Budy Stephen M, Hamilton Desmond J, Cai Yuheng, Knowles Michelle K, Reed Scott M
Department of Chemistry, University of Colorado Denver, Denver, CO 80204, USA.
Department of Chemistry and Biochemistry, University of Denver, Denver, CO 80208, USA.
J Colloid Interface Sci. 2017 Feb 1;487:336-347. doi: 10.1016/j.jcis.2016.10.022. Epub 2016 Oct 12.
Gold nanoparticles (GNPs) have a wide range of properties with potential applications in electronics, optics, catalysis, and sensing. In order to demonstrate that dense, stable, and portable samples could be created for these applications, multiple layers of GNPs were assembled via drop casting on glass substrates by layer-by-layer (LBL) techniques. Two cationic polyelectrolytes, poly(diallyldimethylammonium chloride) and polyethyleneimine, one anionic polyelectrolyte, poly(sodium 4-styrene sulfonate), and one neutral polymer, polyvinylpyrrolidone, were combined with four different shapes of GNPs (spherical, rod, triangular prismatic, and octahedral) to prepare thin films. A subset of these polymer nanoparticle combinations were assembled into thin films. Synthesized GNPs were characterized via dynamic light scattering, UV-vis spectroscopy, and transmission electron microscopy and the LBL thin films were characterized using UV-vis spectroscopy and atomic force microscopy. Sensing applications of the nanoparticles in solution and thin films were tested by monitoring the localized surface plasmon resonance of the GNPs. LBL thin films were prepared ranging from 25 to 100 layers with optical densities at plasmon from 0.5 to 3.0. Sensitivity in solutions ranged from 14 to 1002nm/refractive index units (RIU) and films ranged from 18.8 to 135.1nm/RIU suggesting reduced access to the GNPs within the films.

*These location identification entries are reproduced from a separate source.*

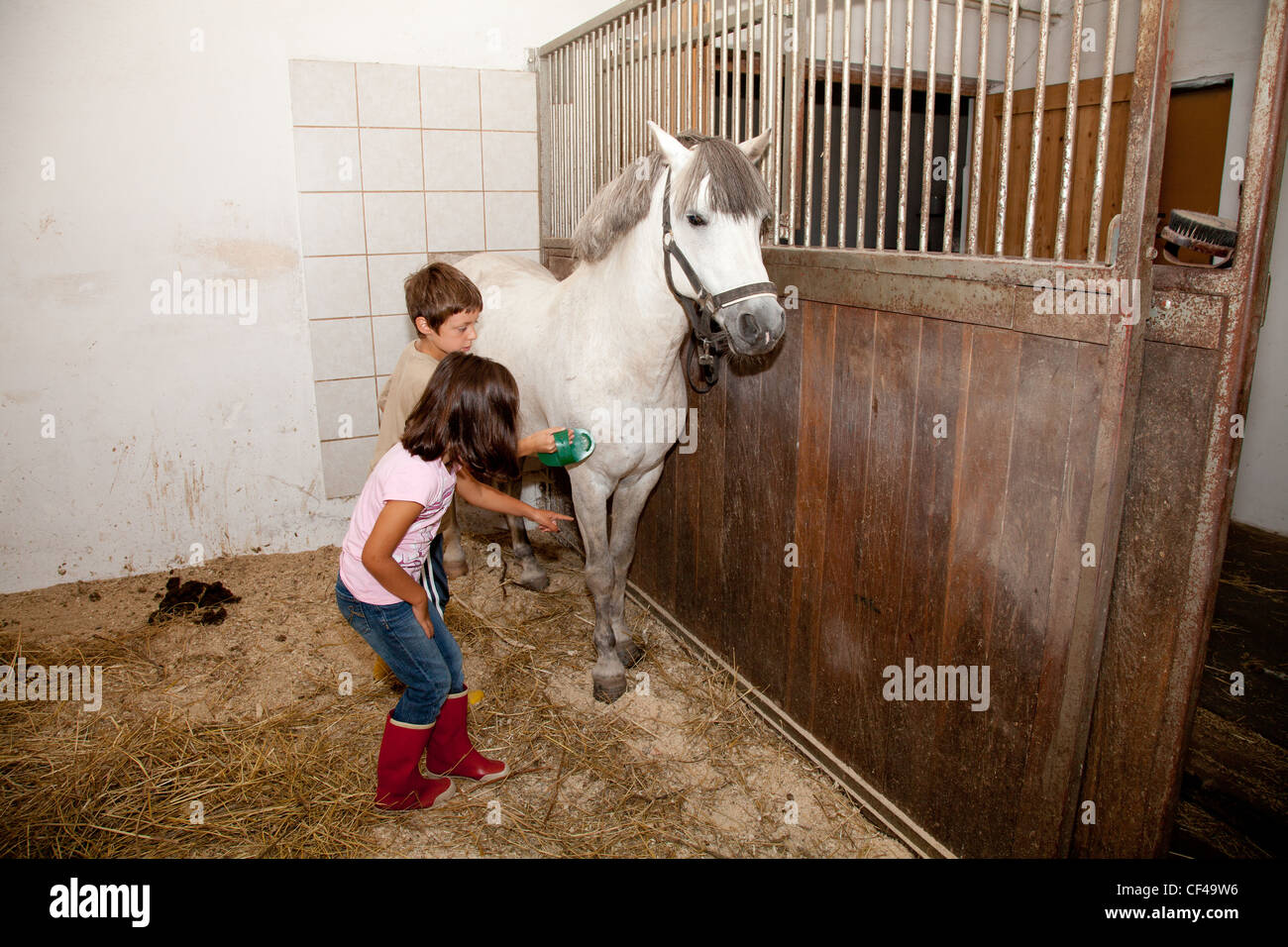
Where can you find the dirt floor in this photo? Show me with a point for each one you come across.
(235, 738)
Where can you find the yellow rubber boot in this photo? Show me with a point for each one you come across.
(381, 672)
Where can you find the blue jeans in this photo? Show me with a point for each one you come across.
(430, 668)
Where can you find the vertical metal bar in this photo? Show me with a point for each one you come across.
(1107, 95)
(845, 125)
(688, 67)
(699, 58)
(724, 68)
(978, 159)
(737, 69)
(778, 93)
(862, 210)
(810, 77)
(953, 108)
(827, 127)
(794, 90)
(883, 158)
(751, 48)
(678, 60)
(906, 124)
(767, 75)
(1070, 127)
(1038, 106)
(666, 72)
(1005, 176)
(927, 147)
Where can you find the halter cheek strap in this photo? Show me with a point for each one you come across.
(707, 338)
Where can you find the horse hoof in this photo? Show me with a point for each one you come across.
(535, 579)
(609, 692)
(630, 654)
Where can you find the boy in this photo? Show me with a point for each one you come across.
(443, 305)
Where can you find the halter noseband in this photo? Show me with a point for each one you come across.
(702, 311)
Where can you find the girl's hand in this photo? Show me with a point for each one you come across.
(541, 442)
(546, 519)
(421, 611)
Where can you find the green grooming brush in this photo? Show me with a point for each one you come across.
(570, 450)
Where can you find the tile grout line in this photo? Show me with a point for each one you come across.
(482, 171)
(366, 253)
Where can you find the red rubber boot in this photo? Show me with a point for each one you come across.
(450, 751)
(398, 781)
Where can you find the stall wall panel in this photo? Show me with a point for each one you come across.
(957, 545)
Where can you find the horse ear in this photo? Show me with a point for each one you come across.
(756, 147)
(677, 155)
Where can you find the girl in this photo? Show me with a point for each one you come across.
(462, 431)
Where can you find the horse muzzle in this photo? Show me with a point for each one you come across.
(755, 325)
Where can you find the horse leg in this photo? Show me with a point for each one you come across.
(590, 501)
(532, 577)
(454, 554)
(627, 504)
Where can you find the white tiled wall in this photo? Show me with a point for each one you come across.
(395, 165)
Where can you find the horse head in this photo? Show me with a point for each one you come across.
(715, 205)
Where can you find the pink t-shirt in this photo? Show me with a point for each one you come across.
(398, 475)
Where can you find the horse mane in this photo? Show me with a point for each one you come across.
(735, 188)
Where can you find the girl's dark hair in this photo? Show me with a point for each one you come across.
(468, 415)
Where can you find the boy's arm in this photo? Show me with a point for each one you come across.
(488, 499)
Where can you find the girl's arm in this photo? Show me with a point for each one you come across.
(481, 495)
(377, 558)
(541, 442)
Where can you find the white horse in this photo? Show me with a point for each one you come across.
(609, 338)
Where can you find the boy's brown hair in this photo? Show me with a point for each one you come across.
(468, 415)
(438, 291)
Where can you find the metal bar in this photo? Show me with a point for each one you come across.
(688, 65)
(1107, 95)
(797, 107)
(699, 59)
(751, 48)
(884, 158)
(978, 161)
(777, 103)
(1070, 127)
(927, 149)
(1004, 179)
(906, 123)
(827, 127)
(678, 63)
(724, 68)
(809, 125)
(953, 115)
(737, 69)
(845, 124)
(862, 210)
(1038, 106)
(666, 73)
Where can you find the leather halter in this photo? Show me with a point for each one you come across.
(702, 311)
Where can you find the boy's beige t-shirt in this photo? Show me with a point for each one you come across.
(399, 395)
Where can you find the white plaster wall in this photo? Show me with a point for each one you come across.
(172, 431)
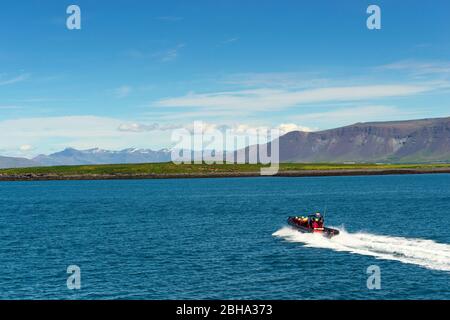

金纳米颗粒(GNPs)具有广泛的特性,在电子、光学、催化和传感等领域具有潜在应用。为了证明可以为这些应用创建致密、稳定且便于携带的样品,通过逐层(LBL)技术在玻璃基板上通过滴铸法组装了多层GNPs。将两种阳离子聚电解质,聚(二烯丙基二甲基氯化铵)和聚乙烯亚胺,一种阴离子聚电解质,聚(4-苯乙烯磺酸钠),以及一种中性聚合物,聚乙烯吡咯烷酮,与四种不同形状的GNPs(球形、棒状、三角棱柱形和八面体)相结合来制备薄膜。这些聚合物-纳米颗粒组合中的一部分被组装成薄膜。通过动态光散射、紫外-可见光谱和透射电子显微镜对合成的GNPs进行了表征,并用紫外-可见光谱和原子力显微镜对LBL薄膜进行了表征。通过监测GNPs的局域表面等离子体共振来测试纳米颗粒在溶液和薄膜中的传感应用。制备的LBL薄膜层数从25层到100层不等,等离子体处的光密度为0.5到3.0。溶液中的灵敏度范围为14至1002nm/折射率单位(RIU),薄膜的灵敏度范围为18.8至135.1nm/RIU,这表明薄膜中GNPs的可及性降低。